Vertical Federated Learning for Credit Scoring Models Without Label Leakage
Industry
Banking sector, financial services, scoring products
Technology
Vertical Federated Learning (VFL)
Data type
Tabular (structured) data
ML models
Gradient Boosting (GBDT)
ML task
Credit scoring
Product
Guardora VFL
The customer is a vendor company in the field of analytical products and predictive analytics that provides credit-scoring services to commercial banks.
The vendor holds an extensive body of data about users and, on this basis, builds creditworthiness assessment models for financial institutions.
The vendor’s clients use these models to make credit decisions, manage risk, and counter fraud.
High requirements for compliance with personal-data protection legislation
Need to enrich models with external data sources without compromising confidentiality
Use of predictive analytics for credit scoring and risk assessment
The analytics-product vendor provides credit-scoring services to commercial banks. In the current process, the joint model is built using an ensembling method (stacking): each party trains its own model on its own data, after which the outputs of both models are combined into a final score.
To train the model on the vendor’s side, the labels (the target variable) must be transferred from the bank in the clear. The labels are confidential bank information containing the historical creditworthiness data of its clients. Transferring the labels requires agreement between the parties and compliance with internal information-security and compliance procedures.
The vendor’s core question: can different companies build a single ML model without disclosing data to each other, so that the final model uses the datasets of all parties, and the model quality is better than the quality of the individual local models?

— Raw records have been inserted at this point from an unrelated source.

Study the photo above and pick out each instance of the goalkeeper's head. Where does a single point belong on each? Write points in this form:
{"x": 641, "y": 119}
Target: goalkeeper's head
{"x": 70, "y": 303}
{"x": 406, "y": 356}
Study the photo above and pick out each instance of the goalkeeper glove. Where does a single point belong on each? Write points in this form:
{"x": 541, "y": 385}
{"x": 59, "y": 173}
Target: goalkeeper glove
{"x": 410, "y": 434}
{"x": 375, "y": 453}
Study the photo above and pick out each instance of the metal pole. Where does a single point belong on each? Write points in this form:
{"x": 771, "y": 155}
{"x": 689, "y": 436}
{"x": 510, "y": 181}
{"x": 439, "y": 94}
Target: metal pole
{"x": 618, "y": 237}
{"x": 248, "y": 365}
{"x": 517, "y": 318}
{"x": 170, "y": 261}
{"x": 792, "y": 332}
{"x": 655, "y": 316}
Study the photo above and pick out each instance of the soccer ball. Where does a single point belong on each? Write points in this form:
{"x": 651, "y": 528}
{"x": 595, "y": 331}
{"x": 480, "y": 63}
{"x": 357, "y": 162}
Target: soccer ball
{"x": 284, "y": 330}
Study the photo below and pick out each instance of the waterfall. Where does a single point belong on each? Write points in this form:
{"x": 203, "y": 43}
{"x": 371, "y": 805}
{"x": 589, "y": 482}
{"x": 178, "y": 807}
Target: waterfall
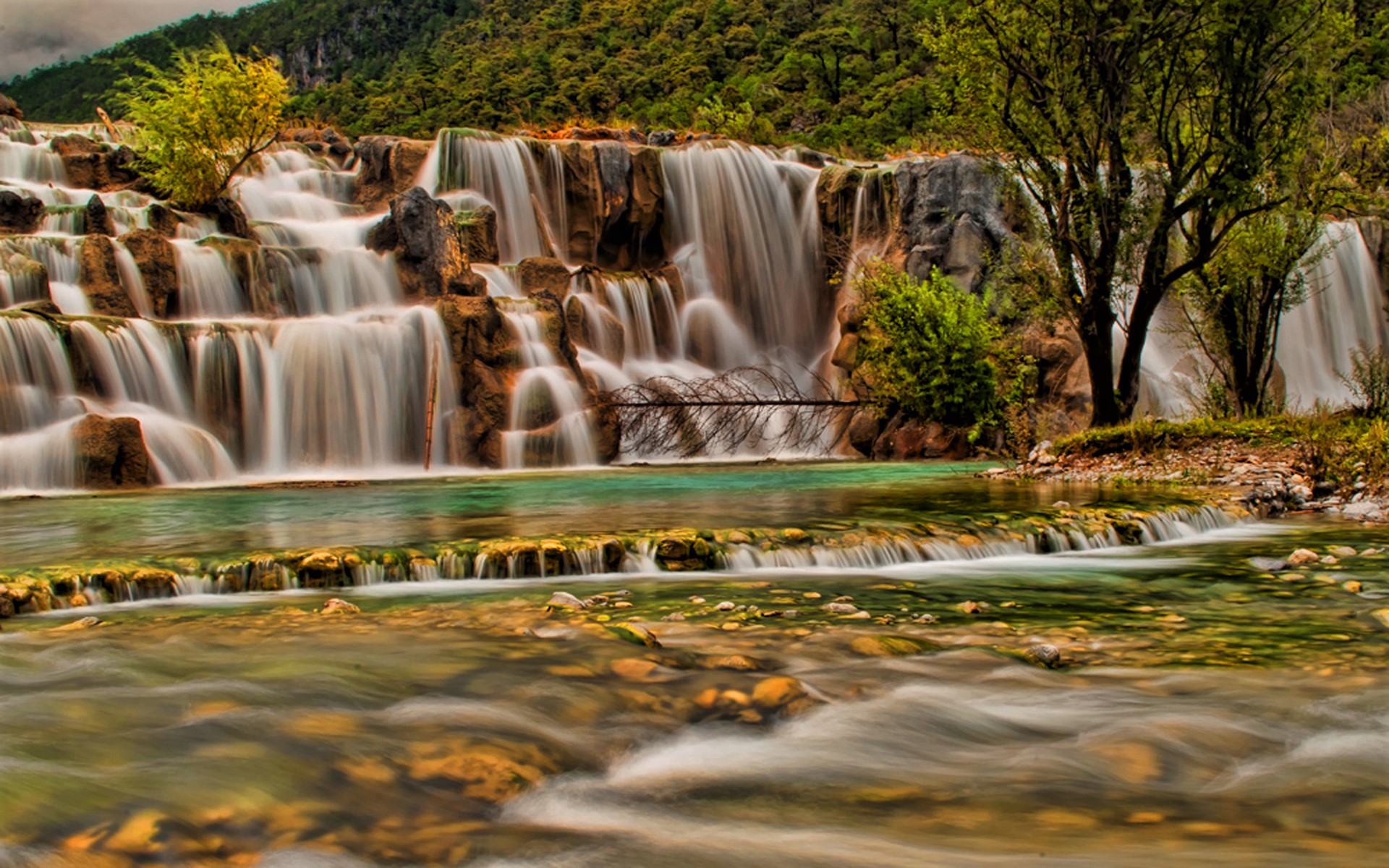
{"x": 750, "y": 229}
{"x": 208, "y": 285}
{"x": 338, "y": 382}
{"x": 504, "y": 174}
{"x": 549, "y": 421}
{"x": 1345, "y": 310}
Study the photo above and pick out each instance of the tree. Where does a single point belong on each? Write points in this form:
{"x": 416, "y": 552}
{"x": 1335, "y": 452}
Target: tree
{"x": 206, "y": 119}
{"x": 1145, "y": 131}
{"x": 925, "y": 346}
{"x": 1233, "y": 305}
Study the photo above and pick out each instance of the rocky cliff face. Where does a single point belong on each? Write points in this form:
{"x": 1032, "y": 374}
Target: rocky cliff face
{"x": 951, "y": 216}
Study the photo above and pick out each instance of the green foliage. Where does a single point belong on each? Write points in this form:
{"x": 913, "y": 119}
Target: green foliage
{"x": 206, "y": 119}
{"x": 925, "y": 346}
{"x": 1369, "y": 381}
{"x": 1338, "y": 448}
{"x": 1145, "y": 132}
{"x": 835, "y": 74}
{"x": 1235, "y": 302}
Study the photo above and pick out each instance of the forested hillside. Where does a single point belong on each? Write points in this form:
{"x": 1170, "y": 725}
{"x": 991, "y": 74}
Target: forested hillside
{"x": 851, "y": 75}
{"x": 317, "y": 41}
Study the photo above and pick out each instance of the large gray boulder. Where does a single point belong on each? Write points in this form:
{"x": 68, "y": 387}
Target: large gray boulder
{"x": 430, "y": 255}
{"x": 951, "y": 217}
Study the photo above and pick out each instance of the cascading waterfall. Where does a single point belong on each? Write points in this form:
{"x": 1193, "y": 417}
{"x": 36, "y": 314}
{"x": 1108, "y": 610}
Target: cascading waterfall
{"x": 749, "y": 231}
{"x": 300, "y": 356}
{"x": 1345, "y": 312}
{"x": 504, "y": 174}
{"x": 549, "y": 421}
{"x": 342, "y": 381}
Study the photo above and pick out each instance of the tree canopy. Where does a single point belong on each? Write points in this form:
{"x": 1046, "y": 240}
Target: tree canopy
{"x": 205, "y": 120}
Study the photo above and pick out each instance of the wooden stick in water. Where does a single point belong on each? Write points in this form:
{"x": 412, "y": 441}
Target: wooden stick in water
{"x": 430, "y": 409}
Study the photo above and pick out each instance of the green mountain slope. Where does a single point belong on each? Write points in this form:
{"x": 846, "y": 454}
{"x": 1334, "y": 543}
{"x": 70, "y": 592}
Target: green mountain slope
{"x": 830, "y": 72}
{"x": 848, "y": 75}
{"x": 317, "y": 41}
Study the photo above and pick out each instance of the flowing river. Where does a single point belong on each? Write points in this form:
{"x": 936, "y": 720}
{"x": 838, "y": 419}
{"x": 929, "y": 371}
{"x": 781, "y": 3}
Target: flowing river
{"x": 1200, "y": 710}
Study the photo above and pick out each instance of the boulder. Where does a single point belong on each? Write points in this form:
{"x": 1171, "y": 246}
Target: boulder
{"x": 101, "y": 279}
{"x": 111, "y": 453}
{"x": 951, "y": 216}
{"x": 98, "y": 218}
{"x": 388, "y": 166}
{"x": 903, "y": 439}
{"x": 93, "y": 166}
{"x": 483, "y": 350}
{"x": 478, "y": 229}
{"x": 613, "y": 202}
{"x": 157, "y": 265}
{"x": 163, "y": 220}
{"x": 321, "y": 140}
{"x": 1063, "y": 377}
{"x": 20, "y": 214}
{"x": 231, "y": 220}
{"x": 425, "y": 239}
{"x": 10, "y": 107}
{"x": 543, "y": 274}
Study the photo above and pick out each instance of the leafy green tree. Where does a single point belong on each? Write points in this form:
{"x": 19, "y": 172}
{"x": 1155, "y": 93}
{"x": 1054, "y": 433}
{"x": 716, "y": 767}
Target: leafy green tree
{"x": 1233, "y": 305}
{"x": 925, "y": 346}
{"x": 205, "y": 120}
{"x": 1145, "y": 132}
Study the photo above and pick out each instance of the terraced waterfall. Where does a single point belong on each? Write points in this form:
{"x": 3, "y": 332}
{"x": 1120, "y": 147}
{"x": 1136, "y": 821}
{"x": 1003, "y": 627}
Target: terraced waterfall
{"x": 335, "y": 534}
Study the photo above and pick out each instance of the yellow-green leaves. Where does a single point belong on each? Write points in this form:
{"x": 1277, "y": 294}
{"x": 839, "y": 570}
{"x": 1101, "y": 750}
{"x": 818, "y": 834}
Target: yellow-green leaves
{"x": 205, "y": 119}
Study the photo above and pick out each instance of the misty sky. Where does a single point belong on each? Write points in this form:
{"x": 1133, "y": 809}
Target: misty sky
{"x": 35, "y": 33}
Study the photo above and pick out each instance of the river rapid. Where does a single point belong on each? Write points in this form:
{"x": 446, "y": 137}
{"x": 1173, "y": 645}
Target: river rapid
{"x": 1199, "y": 709}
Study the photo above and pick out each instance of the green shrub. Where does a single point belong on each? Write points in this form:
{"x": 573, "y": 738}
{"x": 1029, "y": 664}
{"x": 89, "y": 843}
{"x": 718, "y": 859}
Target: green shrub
{"x": 925, "y": 346}
{"x": 1369, "y": 381}
{"x": 205, "y": 120}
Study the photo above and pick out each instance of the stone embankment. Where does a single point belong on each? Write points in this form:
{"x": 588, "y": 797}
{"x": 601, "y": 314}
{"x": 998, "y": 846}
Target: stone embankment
{"x": 1267, "y": 480}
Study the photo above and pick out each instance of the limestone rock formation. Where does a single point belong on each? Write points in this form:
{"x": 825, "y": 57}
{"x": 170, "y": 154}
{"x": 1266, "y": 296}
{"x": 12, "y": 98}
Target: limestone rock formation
{"x": 614, "y": 203}
{"x": 102, "y": 279}
{"x": 478, "y": 229}
{"x": 111, "y": 453}
{"x": 157, "y": 265}
{"x": 389, "y": 166}
{"x": 430, "y": 255}
{"x": 902, "y": 439}
{"x": 93, "y": 166}
{"x": 18, "y": 214}
{"x": 951, "y": 216}
{"x": 231, "y": 220}
{"x": 484, "y": 356}
{"x": 324, "y": 140}
{"x": 596, "y": 330}
{"x": 543, "y": 274}
{"x": 98, "y": 218}
{"x": 163, "y": 220}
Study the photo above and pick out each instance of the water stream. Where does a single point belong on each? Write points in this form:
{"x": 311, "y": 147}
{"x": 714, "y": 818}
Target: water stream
{"x": 1202, "y": 710}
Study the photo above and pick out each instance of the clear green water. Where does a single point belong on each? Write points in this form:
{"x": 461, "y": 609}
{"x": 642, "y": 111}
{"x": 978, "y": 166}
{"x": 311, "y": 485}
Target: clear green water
{"x": 223, "y": 521}
{"x": 1205, "y": 712}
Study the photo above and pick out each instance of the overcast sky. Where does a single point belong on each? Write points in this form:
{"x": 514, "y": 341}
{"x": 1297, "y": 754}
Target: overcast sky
{"x": 35, "y": 33}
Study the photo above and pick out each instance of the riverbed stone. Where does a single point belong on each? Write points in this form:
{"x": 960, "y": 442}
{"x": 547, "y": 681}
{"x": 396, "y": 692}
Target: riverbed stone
{"x": 1302, "y": 557}
{"x": 101, "y": 279}
{"x": 20, "y": 214}
{"x": 111, "y": 453}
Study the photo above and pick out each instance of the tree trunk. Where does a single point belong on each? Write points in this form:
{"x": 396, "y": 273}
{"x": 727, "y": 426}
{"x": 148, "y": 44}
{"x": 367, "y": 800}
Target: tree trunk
{"x": 1097, "y": 339}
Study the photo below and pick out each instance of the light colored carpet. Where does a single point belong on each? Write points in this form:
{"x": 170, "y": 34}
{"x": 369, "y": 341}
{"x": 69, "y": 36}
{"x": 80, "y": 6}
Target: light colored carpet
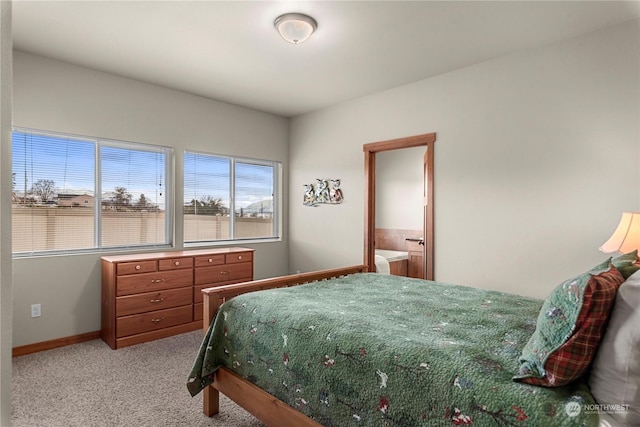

Testing objective: to compare the quality of a model trained using Vertical Federated Learning (VFL) with the quality of each party’s local model, and with the quality of the two-model ensemble (stacking), on the condition that within VFL, the labels are not transferred between parties.
Active party (bank): holds the labels (the target variable, a binary creditworthiness indicator 0/1), the client identifiers, and some of the features.
Passive party (vendor): holds ~200 features for the same clients, but has no labels.
The testing was performed using a Gradient Boosting on Decision Trees (GBDT) model (a model consisting of 100 trees with a maximum depth of 6), the primary model for working with tabular data.
Data protection is provided under two security modes:
The table below presents the test results:
| Approach | ROC_AUC | Label transfer |
|---|---|---|
| Local model of party A | 67.6 | Not required |
| Local model of party B | 70.1 | Required |
| Ensemble of two models (stacking) | 71.3 | Required |
| Guardora VFL (GBDT) | ≈ 81.3 | Not required |
For the computation of party B’s local model within the test scenario, the labels were used.

Key result: after hyper-parameter optimisation, the VFL model achieved quality comparable to the two-model ensemble (stacking) and outperformed the local models of each party. Labels were not transferred between participants.
Thus, in the modelled scenario, the vendor’s clients (the banks) obtain a model at the ensemble-quality level without transferring labels.
The training and inference speed of the federated model is comparable to the training and inference speed of a standard scoring model:
The table below shows the ROC_AUC results of the federatively trained model for different numbers of data rows (samples) and the applied training method, gradient boosting.
| No | Sample | Encryption | ROC AUC | Time |
|---|---|---|---|---|
| 1 | 10K | - | 76.72 | 36.5 s |
| 2 | 50K | - | 79.15 | 1.5 m |
| 3 | 100K | - | 79.06 | 2.9 m |
| 4 | 200K | - | 79.77 | 5.9 m |
| 5 | 300K | - | 78.82 | 8.9 m |
| 6 | 10K | + | 76.32 | 38 m |
| 7 | 50K | + | 78.78 | 1.4 h |
| 8 | 400K | + | 81.30 | 13h |
*The results were achieved through experiments involving changes to the model hyperparameters
The quality of the VFL model is comparable to the two-model ensemble (stacking) and exceeds the quality of each party’s local model, while labels are not transferred between training participants. Federated learning uses the data of both parties to build a unified model without violating confidentiality requirements.
The training speed without encryption is considered high, and with encryption, acceptable for industrial use.
The solution has undergone full-scale testing within the perimeter of a major technology company on real-world data.